I have been looking into Airflow metadata database level bottlenecks. In my analysis
so far, I observed that change of dag hash at run time for any reason has a
significant negative impact on the database because it blocks dag run updates for
last scheduling resulting into higher lock waits and in many instances lock wait
timeouts. I recently opened an issue #53957 showing one instance where dag hash
changes just because template field order is different and I also suggested a fix
with a PR #54041.Troubleshooting the lock waits further, I have come across a
scenario that is rare but it is resulting into unnecessary dag hash change. This, in
my opinion, needs community experts’ attention and review. The details are below.

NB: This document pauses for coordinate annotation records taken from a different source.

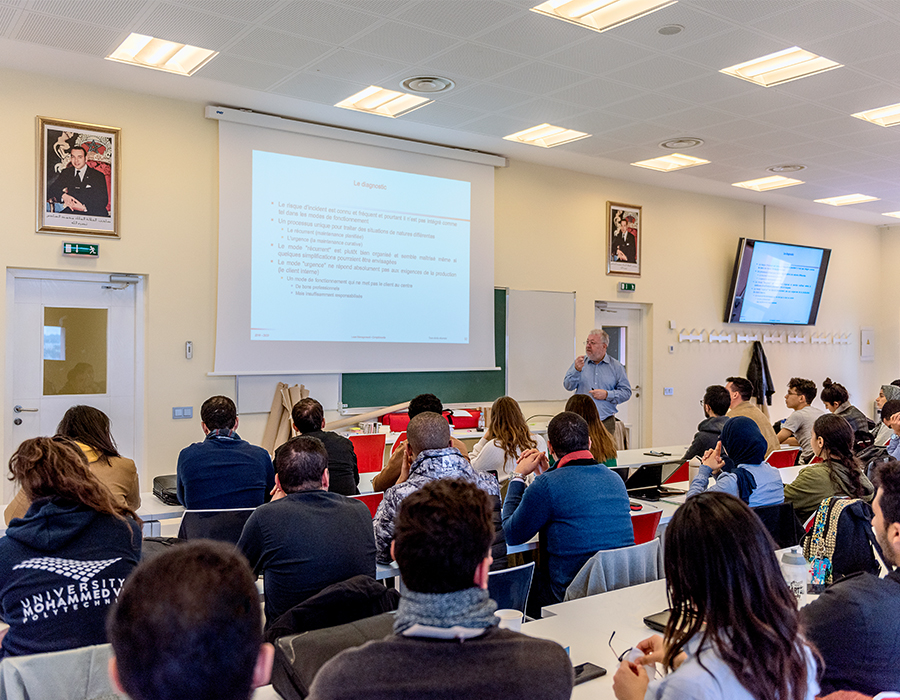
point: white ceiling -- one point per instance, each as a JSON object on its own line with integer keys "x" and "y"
{"x": 630, "y": 87}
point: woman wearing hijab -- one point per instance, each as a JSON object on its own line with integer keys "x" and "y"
{"x": 751, "y": 479}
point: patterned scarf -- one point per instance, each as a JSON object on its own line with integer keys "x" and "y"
{"x": 470, "y": 607}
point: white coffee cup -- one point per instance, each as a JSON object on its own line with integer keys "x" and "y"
{"x": 510, "y": 619}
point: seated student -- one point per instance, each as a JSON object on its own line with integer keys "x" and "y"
{"x": 888, "y": 392}
{"x": 741, "y": 391}
{"x": 89, "y": 427}
{"x": 427, "y": 458}
{"x": 307, "y": 538}
{"x": 446, "y": 642}
{"x": 796, "y": 427}
{"x": 507, "y": 437}
{"x": 838, "y": 474}
{"x": 753, "y": 480}
{"x": 309, "y": 419}
{"x": 63, "y": 563}
{"x": 223, "y": 471}
{"x": 855, "y": 623}
{"x": 187, "y": 625}
{"x": 603, "y": 445}
{"x": 579, "y": 507}
{"x": 837, "y": 400}
{"x": 388, "y": 476}
{"x": 734, "y": 631}
{"x": 716, "y": 402}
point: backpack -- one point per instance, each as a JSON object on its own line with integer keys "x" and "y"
{"x": 840, "y": 541}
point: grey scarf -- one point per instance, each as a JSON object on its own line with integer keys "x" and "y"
{"x": 471, "y": 607}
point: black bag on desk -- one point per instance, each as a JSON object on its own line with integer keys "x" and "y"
{"x": 299, "y": 657}
{"x": 165, "y": 488}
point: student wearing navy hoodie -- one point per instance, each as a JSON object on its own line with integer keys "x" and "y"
{"x": 63, "y": 564}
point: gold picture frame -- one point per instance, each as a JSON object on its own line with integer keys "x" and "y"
{"x": 623, "y": 239}
{"x": 78, "y": 178}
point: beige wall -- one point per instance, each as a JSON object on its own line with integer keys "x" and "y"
{"x": 549, "y": 235}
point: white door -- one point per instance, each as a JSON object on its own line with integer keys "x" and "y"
{"x": 71, "y": 339}
{"x": 625, "y": 327}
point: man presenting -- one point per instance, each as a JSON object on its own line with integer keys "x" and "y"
{"x": 855, "y": 623}
{"x": 602, "y": 377}
{"x": 740, "y": 390}
{"x": 446, "y": 642}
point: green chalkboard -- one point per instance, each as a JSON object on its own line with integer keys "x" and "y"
{"x": 375, "y": 389}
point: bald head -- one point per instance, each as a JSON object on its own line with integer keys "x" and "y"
{"x": 428, "y": 431}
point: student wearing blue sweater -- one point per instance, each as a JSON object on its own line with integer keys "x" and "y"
{"x": 579, "y": 507}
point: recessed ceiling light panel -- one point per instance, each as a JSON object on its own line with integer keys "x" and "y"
{"x": 781, "y": 67}
{"x": 384, "y": 103}
{"x": 547, "y": 136}
{"x": 764, "y": 184}
{"x": 846, "y": 199}
{"x": 883, "y": 116}
{"x": 600, "y": 15}
{"x": 666, "y": 164}
{"x": 149, "y": 52}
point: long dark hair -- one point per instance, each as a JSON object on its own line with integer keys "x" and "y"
{"x": 90, "y": 426}
{"x": 837, "y": 441}
{"x": 725, "y": 585}
{"x": 45, "y": 467}
{"x": 603, "y": 447}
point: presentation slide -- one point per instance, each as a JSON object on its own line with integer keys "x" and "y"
{"x": 349, "y": 253}
{"x": 781, "y": 284}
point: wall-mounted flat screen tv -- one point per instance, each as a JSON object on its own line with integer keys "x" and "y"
{"x": 776, "y": 283}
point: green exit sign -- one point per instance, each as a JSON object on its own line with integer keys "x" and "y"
{"x": 92, "y": 250}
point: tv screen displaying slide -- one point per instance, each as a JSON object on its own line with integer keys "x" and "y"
{"x": 359, "y": 255}
{"x": 776, "y": 283}
{"x": 338, "y": 245}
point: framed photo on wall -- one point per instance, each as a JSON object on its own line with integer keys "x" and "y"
{"x": 78, "y": 178}
{"x": 623, "y": 238}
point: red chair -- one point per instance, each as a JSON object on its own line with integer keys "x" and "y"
{"x": 680, "y": 474}
{"x": 784, "y": 458}
{"x": 369, "y": 451}
{"x": 400, "y": 438}
{"x": 371, "y": 500}
{"x": 645, "y": 525}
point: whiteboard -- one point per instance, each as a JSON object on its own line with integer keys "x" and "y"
{"x": 540, "y": 337}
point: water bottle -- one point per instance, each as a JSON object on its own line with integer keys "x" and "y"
{"x": 795, "y": 569}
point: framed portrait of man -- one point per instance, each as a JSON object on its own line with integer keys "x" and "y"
{"x": 623, "y": 236}
{"x": 78, "y": 178}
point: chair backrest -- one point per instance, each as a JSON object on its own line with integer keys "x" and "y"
{"x": 372, "y": 500}
{"x": 74, "y": 674}
{"x": 645, "y": 525}
{"x": 221, "y": 525}
{"x": 782, "y": 523}
{"x": 400, "y": 438}
{"x": 369, "y": 451}
{"x": 509, "y": 588}
{"x": 784, "y": 458}
{"x": 610, "y": 569}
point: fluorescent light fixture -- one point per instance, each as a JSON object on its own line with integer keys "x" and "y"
{"x": 150, "y": 52}
{"x": 846, "y": 199}
{"x": 600, "y": 15}
{"x": 781, "y": 67}
{"x": 883, "y": 116}
{"x": 546, "y": 136}
{"x": 764, "y": 184}
{"x": 675, "y": 161}
{"x": 385, "y": 103}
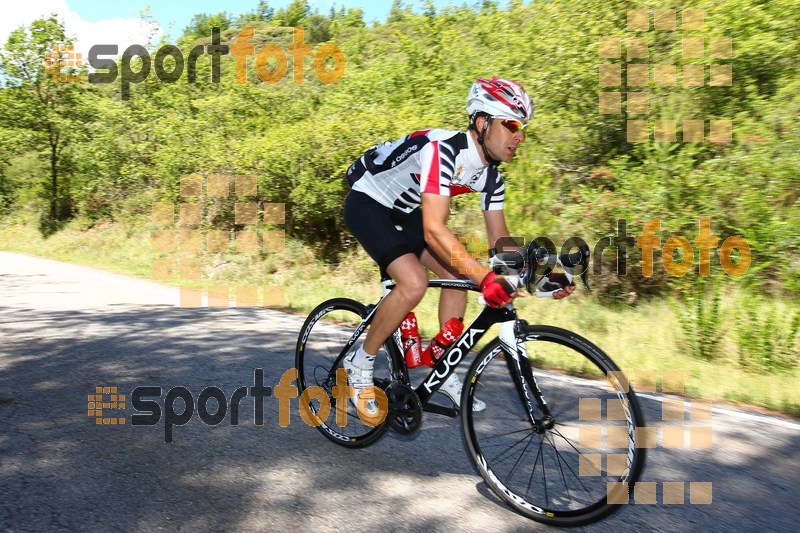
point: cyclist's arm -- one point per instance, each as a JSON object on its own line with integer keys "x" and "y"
{"x": 441, "y": 241}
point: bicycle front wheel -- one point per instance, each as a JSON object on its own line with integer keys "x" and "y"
{"x": 322, "y": 340}
{"x": 578, "y": 467}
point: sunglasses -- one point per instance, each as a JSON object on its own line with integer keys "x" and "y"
{"x": 513, "y": 125}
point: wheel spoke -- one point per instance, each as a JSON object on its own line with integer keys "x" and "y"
{"x": 503, "y": 440}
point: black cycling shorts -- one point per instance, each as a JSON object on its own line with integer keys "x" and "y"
{"x": 376, "y": 228}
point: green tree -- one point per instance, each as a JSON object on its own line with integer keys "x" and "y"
{"x": 47, "y": 112}
{"x": 294, "y": 14}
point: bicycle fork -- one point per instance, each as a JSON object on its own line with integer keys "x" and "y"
{"x": 519, "y": 366}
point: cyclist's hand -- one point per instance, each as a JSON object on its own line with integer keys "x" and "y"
{"x": 557, "y": 286}
{"x": 496, "y": 290}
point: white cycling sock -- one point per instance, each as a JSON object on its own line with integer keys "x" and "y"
{"x": 362, "y": 359}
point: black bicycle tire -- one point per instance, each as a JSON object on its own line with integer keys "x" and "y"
{"x": 335, "y": 304}
{"x": 590, "y": 514}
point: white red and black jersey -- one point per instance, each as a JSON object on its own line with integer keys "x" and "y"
{"x": 440, "y": 162}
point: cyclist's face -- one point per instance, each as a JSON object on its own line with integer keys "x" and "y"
{"x": 503, "y": 138}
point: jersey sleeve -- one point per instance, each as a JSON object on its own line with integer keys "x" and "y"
{"x": 494, "y": 193}
{"x": 437, "y": 166}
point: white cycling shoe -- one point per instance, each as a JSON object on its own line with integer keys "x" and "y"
{"x": 453, "y": 387}
{"x": 360, "y": 379}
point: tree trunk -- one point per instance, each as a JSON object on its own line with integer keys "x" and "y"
{"x": 53, "y": 175}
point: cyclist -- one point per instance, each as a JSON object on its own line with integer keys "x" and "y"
{"x": 398, "y": 206}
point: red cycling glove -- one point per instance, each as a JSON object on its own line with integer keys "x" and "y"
{"x": 496, "y": 290}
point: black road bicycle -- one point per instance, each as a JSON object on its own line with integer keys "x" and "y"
{"x": 557, "y": 439}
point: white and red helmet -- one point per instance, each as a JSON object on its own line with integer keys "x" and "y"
{"x": 499, "y": 98}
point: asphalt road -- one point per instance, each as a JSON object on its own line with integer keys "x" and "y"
{"x": 66, "y": 329}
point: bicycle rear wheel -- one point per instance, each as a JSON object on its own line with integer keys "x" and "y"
{"x": 322, "y": 339}
{"x": 580, "y": 468}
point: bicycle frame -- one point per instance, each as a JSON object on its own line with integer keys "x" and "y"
{"x": 517, "y": 360}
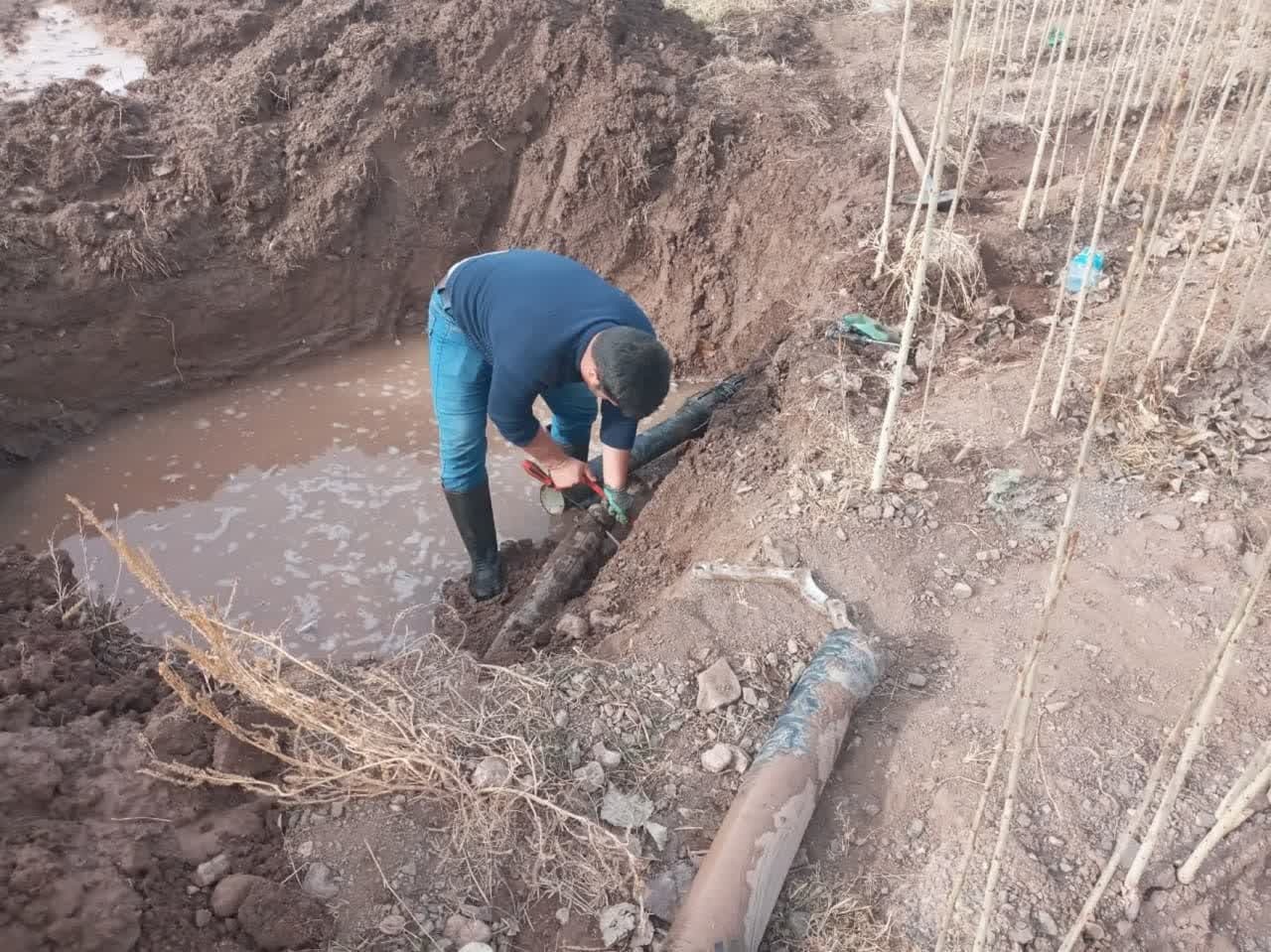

Airflow version: 2.x or (also 3.x based on the code) Airflow config: Executor: k8
AIRFLOW__SCHEDULER__SCHEDULE_AFTER_TASK_EXECUTION: False
AIRFLOW__CORE__MAX_NUM_RENDERED_TI_FIELDS_PER_TASK: 0 AIRFLOW__CORE__PARALLELISM: 250
DAG: any DAG with dag Params and multiple retries for tasks with a retry callback
Steps: 1. Trigger DAG with overriding the param default value 2. Create a zombie task
in the run e.g. remove the executor pod while the task is running 3. Observe the
scheduler log (enable debug if possible) and serialized dag table, dag hash is
updated with the new value. If you compare with the old serialized value in the data
column, you will see that the difference is the new serialized value now has param
values from the run that had zombie task failure 4. This results into an additional
dag run update statement with last scheduling update statement and takes longer to
execute when you have multiple tasks executing simultaneously. This multiplies
further if a DAG run has multiple zombie task failures at the same time from
different runs with different Param valuesCode analysis: (I have looked at the code
for tag 2.10.5 because I am using that version in production but latest code appears
to be similar in logic)Based on the code analysis, I see that DAG processor in the
scheduler executes callbacks before serialization of the DAG in processor.py ->
process_file function which calls taskinstance.py -> handle_failure function that
ends up calling get_template_context having process_params function call updating
params value to the values from DAG run conf. This causes param default value to
change in the serialized DAG and change in the DAG hash value It appears that
handle_failure is being called in other scenarios where updating params values to the
ones from DAG run conf may be required but in this scenario it does not seem to be
required. So far I am unable to find any ways to resolve this problem I hope this
information helps to understand the problem.